By Mark Sanderson
Harper Collins, 2010 (UK £12.99)
Reviewed by Cherie Jung
London. December, 1936. Johnny Steadman, an ambitious Fleet Street reporter receives a tip about a Snow Hill policeman's death. He attempts to verify the incident with Inspector Rotherforth who denies it ever happened and insists someone is putting him on. He then asks his best friend, PC Matt Turner. Turner also denies the rumor but Steadman thinks his friend knows more than he is saying. Something sinister is going on, the reporter can sense it. Someone in the district is intent upon stopping his investigation. Someone else is just as intent upon making sure he doesn't give up. Corruption in the police department has deadly consequences, indeed.
Readers will find the opening foreward intriguing. "I went to my funeral this morning. I expected more people to be there — " They will quickly be hooked by the unfolding story.
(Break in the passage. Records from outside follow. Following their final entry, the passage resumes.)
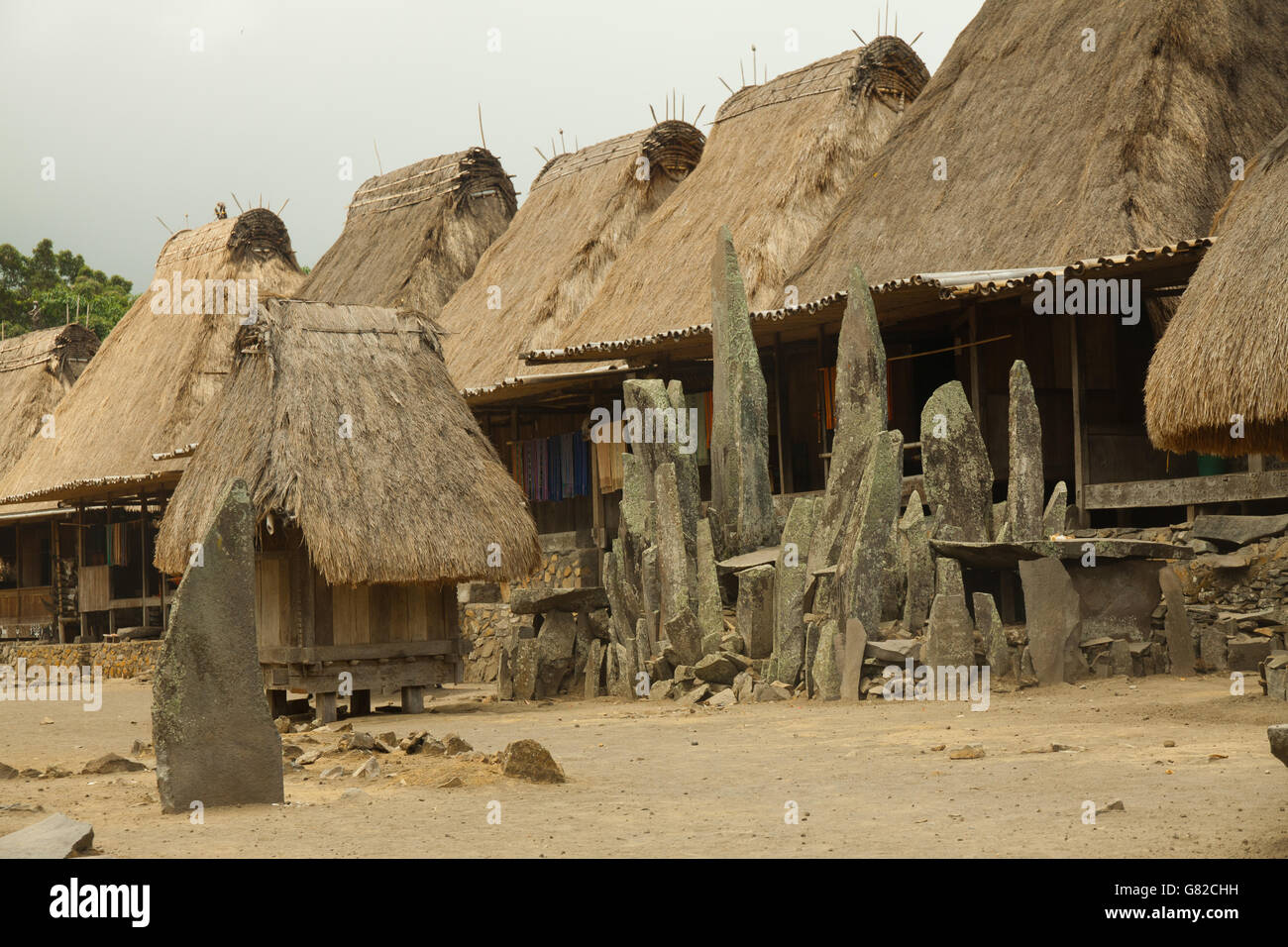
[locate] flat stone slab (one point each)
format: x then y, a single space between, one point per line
1008 556
897 650
55 836
1278 742
761 557
1237 530
539 599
The author is himself a journalist, and his writing style quickly captures the reader's attention. SNOW HILL is a fast-paced tale, sure to attract numerous fans for Sanderson. I hope he turns his hand to writing more crime fiction soon.
The idea for SNOW HILL was sparked by a story told to the author by the son of a cop stationed at Snow Hill during the 1930s. As the story goes, an inspector drugged the cocoa of constables in order that he could have sex with them. A misjudged dose led to the death of one young man and the later suicide of the inspector. No evidence remains of the incident only rumors and stories. SNOW HILL is a work of fiction.
As far as I can determine, this book is not available in the U.S. so you will need to go to a book dealer or online source with access to British titles.